Parts of Kent could see rubbish “left to pile up in the streets” after bin workers voted overwhelmingly for strike action over pay.
The latest formal ballot – the results of which were confirmed on Friday – follows an earlier consultative ballot in the spring which also produced a result in favour of strike action.
It sets the scene for a potential summer of unemptied bins, with crunch talks between the union and bosses at Veolia – which operates bin collections on behalf of the two district councils – due to be held this coming Thursday, June 8.
The union is seeking wage increases which would see HGV drivers have their hourly rate increased by 48% to the £20 per hour mark, and loaders’ wages rise by 47% to £15 per hour.
Organisers leading the fight on behalf of their members have previously described these hourly rates as the "minimum standard" workers should be paid in 2023.
The GMB is now urging bosses to come to the table to negotiate a settlement which could avert the threat of a walk-out.
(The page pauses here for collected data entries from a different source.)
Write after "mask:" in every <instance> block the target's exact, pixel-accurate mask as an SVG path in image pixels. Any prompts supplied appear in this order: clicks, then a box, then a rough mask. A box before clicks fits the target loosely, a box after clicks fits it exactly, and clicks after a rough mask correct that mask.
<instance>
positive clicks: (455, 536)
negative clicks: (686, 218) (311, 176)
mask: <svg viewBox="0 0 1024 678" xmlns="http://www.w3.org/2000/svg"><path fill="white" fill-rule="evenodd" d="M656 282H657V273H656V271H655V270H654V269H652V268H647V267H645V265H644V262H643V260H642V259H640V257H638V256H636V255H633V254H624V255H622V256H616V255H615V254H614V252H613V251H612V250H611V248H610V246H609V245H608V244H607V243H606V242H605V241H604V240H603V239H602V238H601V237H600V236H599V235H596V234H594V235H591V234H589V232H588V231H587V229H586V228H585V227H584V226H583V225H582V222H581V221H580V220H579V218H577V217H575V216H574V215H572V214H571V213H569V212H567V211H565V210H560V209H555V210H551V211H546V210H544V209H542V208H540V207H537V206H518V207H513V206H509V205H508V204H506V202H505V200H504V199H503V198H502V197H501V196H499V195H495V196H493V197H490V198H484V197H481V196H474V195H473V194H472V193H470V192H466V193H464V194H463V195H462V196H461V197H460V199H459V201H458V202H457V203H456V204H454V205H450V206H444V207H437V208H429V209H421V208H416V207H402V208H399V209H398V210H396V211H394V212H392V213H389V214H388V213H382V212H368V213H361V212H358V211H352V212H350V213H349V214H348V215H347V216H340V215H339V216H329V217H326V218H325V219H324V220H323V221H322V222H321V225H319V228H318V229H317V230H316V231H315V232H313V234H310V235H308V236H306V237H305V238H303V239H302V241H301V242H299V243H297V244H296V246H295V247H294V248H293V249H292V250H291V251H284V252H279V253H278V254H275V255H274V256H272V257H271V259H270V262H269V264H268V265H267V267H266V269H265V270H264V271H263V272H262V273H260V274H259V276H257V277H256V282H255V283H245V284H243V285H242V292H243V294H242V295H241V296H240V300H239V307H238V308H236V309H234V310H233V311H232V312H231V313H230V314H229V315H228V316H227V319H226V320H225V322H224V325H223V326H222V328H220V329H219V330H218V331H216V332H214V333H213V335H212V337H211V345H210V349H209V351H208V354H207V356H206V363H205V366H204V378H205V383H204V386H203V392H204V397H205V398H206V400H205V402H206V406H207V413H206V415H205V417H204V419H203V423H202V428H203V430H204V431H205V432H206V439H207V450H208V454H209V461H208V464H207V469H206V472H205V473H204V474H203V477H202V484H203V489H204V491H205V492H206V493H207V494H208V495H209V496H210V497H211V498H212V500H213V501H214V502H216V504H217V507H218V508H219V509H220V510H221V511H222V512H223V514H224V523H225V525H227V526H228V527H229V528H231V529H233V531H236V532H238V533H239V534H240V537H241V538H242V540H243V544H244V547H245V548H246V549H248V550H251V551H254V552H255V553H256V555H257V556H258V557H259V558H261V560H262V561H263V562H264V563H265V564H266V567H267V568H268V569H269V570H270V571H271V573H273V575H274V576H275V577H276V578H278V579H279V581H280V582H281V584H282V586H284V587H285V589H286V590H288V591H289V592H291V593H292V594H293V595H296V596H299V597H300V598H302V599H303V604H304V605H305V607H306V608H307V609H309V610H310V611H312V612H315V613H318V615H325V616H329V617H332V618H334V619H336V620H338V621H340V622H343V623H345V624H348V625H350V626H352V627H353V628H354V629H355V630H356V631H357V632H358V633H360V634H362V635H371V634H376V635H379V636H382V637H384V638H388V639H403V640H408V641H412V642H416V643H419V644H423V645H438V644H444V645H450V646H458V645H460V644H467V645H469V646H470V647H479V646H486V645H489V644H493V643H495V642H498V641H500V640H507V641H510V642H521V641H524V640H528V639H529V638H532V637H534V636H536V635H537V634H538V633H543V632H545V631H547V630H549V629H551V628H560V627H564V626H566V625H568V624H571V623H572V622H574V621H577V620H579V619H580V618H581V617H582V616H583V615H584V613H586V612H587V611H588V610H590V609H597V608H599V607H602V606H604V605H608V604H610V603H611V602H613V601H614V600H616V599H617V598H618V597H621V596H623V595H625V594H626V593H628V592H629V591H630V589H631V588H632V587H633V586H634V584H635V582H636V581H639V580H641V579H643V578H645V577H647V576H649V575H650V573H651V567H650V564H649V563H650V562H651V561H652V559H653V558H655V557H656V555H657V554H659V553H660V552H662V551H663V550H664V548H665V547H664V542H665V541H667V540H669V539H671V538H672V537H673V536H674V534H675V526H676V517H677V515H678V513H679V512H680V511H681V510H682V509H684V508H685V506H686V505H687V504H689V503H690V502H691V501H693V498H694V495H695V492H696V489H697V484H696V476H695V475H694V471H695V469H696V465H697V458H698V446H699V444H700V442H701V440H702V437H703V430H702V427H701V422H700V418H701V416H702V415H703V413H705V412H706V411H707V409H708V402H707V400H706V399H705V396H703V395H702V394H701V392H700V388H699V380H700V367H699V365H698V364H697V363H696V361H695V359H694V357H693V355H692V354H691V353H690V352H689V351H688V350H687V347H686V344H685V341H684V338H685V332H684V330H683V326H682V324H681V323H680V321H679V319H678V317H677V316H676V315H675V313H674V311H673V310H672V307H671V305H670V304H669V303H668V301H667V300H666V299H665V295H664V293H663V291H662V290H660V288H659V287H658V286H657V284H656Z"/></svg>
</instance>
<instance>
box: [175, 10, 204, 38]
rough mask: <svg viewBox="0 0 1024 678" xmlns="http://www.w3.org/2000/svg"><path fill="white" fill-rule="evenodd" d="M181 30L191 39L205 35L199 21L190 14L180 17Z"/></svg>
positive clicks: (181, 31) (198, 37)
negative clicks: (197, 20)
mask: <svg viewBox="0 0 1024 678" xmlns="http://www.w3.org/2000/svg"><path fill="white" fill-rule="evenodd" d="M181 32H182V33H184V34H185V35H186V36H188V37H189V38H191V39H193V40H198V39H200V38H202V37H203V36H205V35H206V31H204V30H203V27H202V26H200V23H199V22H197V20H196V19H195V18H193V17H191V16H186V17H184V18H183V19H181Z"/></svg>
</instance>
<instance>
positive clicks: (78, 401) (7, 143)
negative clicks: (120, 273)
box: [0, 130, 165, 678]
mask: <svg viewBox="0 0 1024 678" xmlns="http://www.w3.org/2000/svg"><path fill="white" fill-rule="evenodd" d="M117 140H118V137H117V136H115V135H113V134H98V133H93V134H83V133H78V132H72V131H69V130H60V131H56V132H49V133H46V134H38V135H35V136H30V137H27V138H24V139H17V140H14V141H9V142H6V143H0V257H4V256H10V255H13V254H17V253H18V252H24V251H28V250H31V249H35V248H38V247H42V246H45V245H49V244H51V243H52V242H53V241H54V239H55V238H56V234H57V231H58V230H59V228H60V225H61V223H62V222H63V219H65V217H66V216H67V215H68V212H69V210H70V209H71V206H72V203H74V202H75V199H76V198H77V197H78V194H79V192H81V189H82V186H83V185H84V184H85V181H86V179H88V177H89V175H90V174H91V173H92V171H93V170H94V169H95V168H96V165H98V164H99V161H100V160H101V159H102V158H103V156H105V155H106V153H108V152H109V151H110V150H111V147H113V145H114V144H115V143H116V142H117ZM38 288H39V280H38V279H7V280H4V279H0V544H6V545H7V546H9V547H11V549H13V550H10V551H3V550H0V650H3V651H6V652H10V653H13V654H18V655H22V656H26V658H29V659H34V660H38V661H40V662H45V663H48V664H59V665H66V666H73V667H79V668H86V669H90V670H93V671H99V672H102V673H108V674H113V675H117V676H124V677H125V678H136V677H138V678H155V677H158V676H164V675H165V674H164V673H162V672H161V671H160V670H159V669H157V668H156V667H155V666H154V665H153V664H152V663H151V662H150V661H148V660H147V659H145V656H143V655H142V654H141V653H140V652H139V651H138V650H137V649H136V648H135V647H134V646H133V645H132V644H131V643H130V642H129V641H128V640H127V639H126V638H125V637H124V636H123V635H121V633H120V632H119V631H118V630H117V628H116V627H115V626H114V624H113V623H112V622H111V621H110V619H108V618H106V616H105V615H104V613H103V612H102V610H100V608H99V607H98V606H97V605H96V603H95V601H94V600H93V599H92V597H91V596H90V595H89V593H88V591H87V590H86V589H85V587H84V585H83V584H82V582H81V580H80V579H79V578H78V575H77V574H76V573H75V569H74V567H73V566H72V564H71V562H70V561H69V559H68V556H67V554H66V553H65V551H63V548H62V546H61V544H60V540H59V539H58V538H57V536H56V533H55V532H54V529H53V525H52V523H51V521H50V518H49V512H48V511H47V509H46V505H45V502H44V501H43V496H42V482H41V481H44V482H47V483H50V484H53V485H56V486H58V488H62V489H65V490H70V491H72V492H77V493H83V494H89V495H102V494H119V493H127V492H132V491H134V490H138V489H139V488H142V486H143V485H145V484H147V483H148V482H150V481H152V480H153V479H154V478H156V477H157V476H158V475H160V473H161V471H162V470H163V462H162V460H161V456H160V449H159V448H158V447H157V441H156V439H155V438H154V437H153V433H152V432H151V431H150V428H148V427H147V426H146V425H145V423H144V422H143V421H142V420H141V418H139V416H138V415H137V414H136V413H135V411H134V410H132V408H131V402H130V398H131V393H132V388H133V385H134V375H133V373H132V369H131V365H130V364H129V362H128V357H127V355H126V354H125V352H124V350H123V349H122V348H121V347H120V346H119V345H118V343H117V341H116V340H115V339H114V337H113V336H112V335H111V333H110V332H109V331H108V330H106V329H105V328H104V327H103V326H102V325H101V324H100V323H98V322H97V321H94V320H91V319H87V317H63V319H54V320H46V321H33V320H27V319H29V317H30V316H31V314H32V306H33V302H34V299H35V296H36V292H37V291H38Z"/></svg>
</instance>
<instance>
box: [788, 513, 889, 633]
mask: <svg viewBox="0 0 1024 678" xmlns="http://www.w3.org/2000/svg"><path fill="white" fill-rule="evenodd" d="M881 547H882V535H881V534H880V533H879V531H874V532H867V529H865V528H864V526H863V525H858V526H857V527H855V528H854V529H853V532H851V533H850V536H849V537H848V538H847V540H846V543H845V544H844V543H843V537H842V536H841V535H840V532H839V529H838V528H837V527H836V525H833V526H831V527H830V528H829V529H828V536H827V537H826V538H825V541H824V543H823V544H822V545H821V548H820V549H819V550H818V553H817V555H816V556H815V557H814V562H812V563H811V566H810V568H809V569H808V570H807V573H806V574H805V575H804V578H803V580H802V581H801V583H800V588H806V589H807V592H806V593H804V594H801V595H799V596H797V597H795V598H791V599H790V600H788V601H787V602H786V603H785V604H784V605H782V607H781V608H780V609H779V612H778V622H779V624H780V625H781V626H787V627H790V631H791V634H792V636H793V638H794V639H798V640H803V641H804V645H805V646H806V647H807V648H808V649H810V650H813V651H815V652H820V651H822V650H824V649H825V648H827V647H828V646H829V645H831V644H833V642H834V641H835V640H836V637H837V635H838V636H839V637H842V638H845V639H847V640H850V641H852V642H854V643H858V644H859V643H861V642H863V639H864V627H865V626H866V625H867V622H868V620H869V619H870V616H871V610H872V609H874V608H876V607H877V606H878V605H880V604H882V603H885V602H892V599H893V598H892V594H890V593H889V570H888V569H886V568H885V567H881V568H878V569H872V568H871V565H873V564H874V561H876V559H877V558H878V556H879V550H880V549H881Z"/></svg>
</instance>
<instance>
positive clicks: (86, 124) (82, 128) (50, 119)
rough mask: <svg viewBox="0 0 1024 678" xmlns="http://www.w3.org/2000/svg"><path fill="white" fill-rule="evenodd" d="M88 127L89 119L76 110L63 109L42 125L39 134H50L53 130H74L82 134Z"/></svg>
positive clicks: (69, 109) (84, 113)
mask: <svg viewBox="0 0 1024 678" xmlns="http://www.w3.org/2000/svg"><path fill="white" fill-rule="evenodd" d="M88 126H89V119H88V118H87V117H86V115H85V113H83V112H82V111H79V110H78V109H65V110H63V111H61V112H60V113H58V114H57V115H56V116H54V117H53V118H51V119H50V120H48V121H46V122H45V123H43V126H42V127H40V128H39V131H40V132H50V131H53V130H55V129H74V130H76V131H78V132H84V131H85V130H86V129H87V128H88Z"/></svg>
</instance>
Gary Palmer, a regional organiser for the GMB, said: “This is possibly Veolia’s last chance to avoid a walk out, our members have had enough of platitudes and insulting minuscule pay offers.
“Veolia management need to start to recognise their own staff’s real value and make a offer reflective of the hard work they put in week in and week out getting residents’ kerbside collections done each day.
“Otherwise rubbish will be left to pile up in the streets around Dover and Folkestone.
“So we urge Veolia to come on the 8th ready to negotiate a deal, if they do the GMB Union are positive we will find a solution that everyone can sign up to.”
In the worst-case scenario, households and businesses could see rubbish pile up as it goes uncollected during any strike action which sees bin workers down tools.
There is also the ongoing threat of strike action in Canterbury and Thanet.
During similar disputes in Brighton and Scotland, huge piles of rubbish were seen in the streets as a result of the industrial action.
Such scenes here in Kent could prove a particular blight on the summer, a time when the county is at its most popular with visitors.